Typically after months of work you have something that kind of works but you have locked yourself into something that is hard to modify, so you decide to scrap the code and start from scratch as you now have a better understanding of the requirements, the limitations of the microcontroller and the hardware you are interfacing with.
Even with poorly defined requirements, it's possible to write code that supports iterative development. Avoiding excessive coupling between functional units, for example. A lot of it comes with experience, especially with writing reusable libraries. You learn how to localize dependencies, and how to decide whether those dependencies should be resolved at link time or dynamically (via callbacks, pointers to driver functions, or OOP), and in either case how to make sure the interface between functional units is clean and maintainable. You'll still run into situations occasionally that you didn't anticipate in a library, but you revise it and move on. It's a good idea to write anything that you are likely to reuse as a library, as it means you have that much less to write next time and can get a basic implementation of an idea up and running with minimal investment.
If you're running into hardware issues, perhaps because the way that certain hardware features interact isn't clear, well, that's what prototypes are for. Cheap dev boards are great, as long as you can localize your testing to functionality the dev boards support. Sometimes that isn't possible, and you'll need to design a plug-in board for a dev board, or even a minimal custom PCB. Sometimes you still run into issues and have to re-spin a production board, you do your best to avoid that, but it happens.
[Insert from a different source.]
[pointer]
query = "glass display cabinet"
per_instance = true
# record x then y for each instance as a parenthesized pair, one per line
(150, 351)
As far as the actual edit/compile/upload/test cycle, you can speed up the editing phase with a good IDE and well-designed application, the compile phase with a well organized project (keeping the dependency tree simple so that the impact of each changed file is minimized), the upload phase really depends on the debug tool and the memory size (J-Link probes are noticeably faster than STLinks, in my experience), and the test phase comes back to a well-designed application where side effects are minimized and the application state is clearly understood.